Able to move easily between comedy and drama, he first appeared as Fred Elliott in Episode 3744 (29th August 1994) and was only intended to be part of a week-long storyline concerning a mayoral visit to France by Alf and Audrey Roberts but spotting the comic potential of the character producer Sue Pritchard brought him back for various appearances in 1995 and finally as a regular from March 1996 onwards.
His character became a firm favourite with viewers and his booming voice and use of the phrase, "I say..." between repeats of statements became as well known to viewers in the 1990s and 2000s as Ena Sharples' hairnet was in the programme's first two decades.
Married to his wife Rona, by whom he has two children, he spent the majority of his working time on Coronation Street separated from them as they continued to live in Hertfordshire while he worked in Manchester. Savident was involved in an unsavoury incident on 1st December 2000 when he was stabbed in the neck by Michael Smith, a twenty-eight-year old man who Savident met in a gay bar and took back to his flat in Manchester to, as Savident claimed, "discuss the theatre". Smith, who was also on an unrelated charge for burglary, was jailed in 2002 for seven years for the attack. The incident caused problems for the production team as Fred Elliott was meant to have a large part in the forthcoming fortieth anniversary live episode which was broadcast on 8th December and the character was quickly written out – even though Fred appeared in the episodes immediately before and after the live episode, these having been pre-recorded.

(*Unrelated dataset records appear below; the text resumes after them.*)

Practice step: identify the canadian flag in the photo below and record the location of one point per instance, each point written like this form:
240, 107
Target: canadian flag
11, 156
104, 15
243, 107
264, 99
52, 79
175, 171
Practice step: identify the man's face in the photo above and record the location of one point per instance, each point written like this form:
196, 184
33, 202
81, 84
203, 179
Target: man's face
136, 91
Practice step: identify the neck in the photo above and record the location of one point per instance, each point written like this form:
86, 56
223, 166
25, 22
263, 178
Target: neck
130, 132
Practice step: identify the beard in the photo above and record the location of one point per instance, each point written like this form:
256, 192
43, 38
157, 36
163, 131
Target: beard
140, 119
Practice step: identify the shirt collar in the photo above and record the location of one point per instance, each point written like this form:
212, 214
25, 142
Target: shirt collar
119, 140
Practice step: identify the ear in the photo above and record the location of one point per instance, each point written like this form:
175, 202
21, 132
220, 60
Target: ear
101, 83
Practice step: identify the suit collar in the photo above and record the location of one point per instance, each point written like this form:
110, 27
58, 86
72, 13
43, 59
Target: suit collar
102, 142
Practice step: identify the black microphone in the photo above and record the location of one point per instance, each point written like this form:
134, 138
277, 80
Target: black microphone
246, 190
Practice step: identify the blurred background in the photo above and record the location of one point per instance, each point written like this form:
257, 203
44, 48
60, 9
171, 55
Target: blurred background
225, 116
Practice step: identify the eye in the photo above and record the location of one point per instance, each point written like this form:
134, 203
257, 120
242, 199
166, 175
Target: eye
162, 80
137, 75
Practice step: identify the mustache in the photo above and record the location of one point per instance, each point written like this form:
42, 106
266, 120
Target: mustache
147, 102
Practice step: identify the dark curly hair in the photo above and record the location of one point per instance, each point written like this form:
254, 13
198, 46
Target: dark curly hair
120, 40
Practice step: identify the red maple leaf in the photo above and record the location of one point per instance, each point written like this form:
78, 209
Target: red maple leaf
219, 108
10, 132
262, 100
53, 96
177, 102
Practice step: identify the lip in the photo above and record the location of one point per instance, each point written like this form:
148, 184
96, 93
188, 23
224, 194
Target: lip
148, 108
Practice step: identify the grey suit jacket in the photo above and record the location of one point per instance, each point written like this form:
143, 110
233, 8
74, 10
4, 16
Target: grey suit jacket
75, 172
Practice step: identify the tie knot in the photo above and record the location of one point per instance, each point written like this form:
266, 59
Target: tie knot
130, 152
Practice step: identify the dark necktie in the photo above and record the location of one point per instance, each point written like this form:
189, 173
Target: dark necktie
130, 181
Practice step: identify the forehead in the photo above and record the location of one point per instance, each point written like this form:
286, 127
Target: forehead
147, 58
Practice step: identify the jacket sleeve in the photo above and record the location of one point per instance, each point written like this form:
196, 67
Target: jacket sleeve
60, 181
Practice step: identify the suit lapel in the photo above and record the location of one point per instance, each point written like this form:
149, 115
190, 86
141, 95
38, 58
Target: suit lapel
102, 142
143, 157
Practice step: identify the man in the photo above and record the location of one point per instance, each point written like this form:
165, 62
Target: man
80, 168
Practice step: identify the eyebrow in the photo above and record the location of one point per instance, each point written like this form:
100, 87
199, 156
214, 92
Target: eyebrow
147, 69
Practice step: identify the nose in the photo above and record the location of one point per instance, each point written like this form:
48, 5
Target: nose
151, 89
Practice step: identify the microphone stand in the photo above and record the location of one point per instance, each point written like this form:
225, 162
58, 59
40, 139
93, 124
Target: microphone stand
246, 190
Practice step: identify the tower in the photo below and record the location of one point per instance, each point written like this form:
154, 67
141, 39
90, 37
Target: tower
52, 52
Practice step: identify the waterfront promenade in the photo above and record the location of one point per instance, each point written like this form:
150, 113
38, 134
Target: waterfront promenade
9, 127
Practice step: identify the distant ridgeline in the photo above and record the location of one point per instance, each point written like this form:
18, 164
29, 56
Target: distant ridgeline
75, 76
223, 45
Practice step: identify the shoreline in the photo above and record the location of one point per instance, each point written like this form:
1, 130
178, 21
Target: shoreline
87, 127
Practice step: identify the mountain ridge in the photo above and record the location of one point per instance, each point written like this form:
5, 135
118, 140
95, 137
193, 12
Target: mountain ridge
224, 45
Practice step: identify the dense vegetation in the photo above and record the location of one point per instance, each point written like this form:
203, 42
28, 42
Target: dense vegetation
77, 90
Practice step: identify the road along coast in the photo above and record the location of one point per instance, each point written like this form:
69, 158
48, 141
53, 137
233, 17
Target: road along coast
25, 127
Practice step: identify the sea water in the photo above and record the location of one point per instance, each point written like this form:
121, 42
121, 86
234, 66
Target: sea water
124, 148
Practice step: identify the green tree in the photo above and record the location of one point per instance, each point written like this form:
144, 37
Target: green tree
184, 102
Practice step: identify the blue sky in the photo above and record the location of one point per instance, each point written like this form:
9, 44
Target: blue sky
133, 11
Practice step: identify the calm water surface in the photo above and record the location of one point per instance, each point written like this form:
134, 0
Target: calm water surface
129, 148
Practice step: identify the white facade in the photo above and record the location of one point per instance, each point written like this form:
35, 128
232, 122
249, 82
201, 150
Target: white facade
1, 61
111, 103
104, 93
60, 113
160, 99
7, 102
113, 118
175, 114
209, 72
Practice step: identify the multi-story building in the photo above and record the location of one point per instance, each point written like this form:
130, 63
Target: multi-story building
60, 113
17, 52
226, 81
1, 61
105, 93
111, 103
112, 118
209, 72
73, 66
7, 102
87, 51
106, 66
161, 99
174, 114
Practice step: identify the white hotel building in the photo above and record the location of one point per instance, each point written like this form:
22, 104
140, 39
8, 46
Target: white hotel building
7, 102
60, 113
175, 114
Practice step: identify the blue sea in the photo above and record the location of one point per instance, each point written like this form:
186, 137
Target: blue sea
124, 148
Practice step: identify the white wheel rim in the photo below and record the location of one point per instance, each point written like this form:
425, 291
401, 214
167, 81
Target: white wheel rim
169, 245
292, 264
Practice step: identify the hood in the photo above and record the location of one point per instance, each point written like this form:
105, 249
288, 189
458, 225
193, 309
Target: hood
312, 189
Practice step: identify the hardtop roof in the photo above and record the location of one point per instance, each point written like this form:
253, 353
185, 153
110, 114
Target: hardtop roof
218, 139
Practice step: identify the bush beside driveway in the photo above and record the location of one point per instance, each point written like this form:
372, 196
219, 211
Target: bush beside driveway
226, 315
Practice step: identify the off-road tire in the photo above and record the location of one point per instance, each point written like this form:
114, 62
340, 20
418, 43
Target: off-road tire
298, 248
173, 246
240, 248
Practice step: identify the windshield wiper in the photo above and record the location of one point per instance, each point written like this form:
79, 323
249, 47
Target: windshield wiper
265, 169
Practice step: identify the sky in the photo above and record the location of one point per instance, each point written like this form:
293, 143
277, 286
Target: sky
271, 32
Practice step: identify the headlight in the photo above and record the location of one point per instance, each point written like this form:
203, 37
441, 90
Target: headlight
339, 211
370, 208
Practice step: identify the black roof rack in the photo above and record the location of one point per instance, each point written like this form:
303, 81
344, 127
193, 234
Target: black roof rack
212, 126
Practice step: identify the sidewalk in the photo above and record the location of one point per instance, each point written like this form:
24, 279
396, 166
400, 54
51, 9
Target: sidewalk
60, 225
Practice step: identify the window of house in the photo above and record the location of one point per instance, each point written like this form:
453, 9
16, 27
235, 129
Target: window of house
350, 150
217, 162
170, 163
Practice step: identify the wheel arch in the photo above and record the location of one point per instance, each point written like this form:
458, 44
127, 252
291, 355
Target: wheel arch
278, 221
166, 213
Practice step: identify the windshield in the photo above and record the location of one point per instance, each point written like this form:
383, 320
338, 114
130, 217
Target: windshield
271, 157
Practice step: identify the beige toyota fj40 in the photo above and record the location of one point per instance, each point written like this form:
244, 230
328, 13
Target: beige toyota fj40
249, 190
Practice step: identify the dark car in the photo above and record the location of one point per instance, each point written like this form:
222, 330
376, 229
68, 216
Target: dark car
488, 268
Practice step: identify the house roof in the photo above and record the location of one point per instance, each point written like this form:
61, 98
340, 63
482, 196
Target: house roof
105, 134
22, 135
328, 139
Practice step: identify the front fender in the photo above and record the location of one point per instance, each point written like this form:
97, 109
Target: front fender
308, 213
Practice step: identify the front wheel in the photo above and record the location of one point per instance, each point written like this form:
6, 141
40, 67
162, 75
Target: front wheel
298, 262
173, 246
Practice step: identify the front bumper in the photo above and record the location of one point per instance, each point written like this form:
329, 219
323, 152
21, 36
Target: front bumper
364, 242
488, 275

Savident left his role in 2006, citing personal reasons. He has since given interviews when he claimed that he would have been willing to stay on if his workload had been reduced but Granada refused. He also attacked his former employers for cutting back on the actor’s salaries and perks and made disparaging remarks about the acting skills of the younger members of the cast, although he admitted that he found fame far more difficult to cope with than some of his co-stars.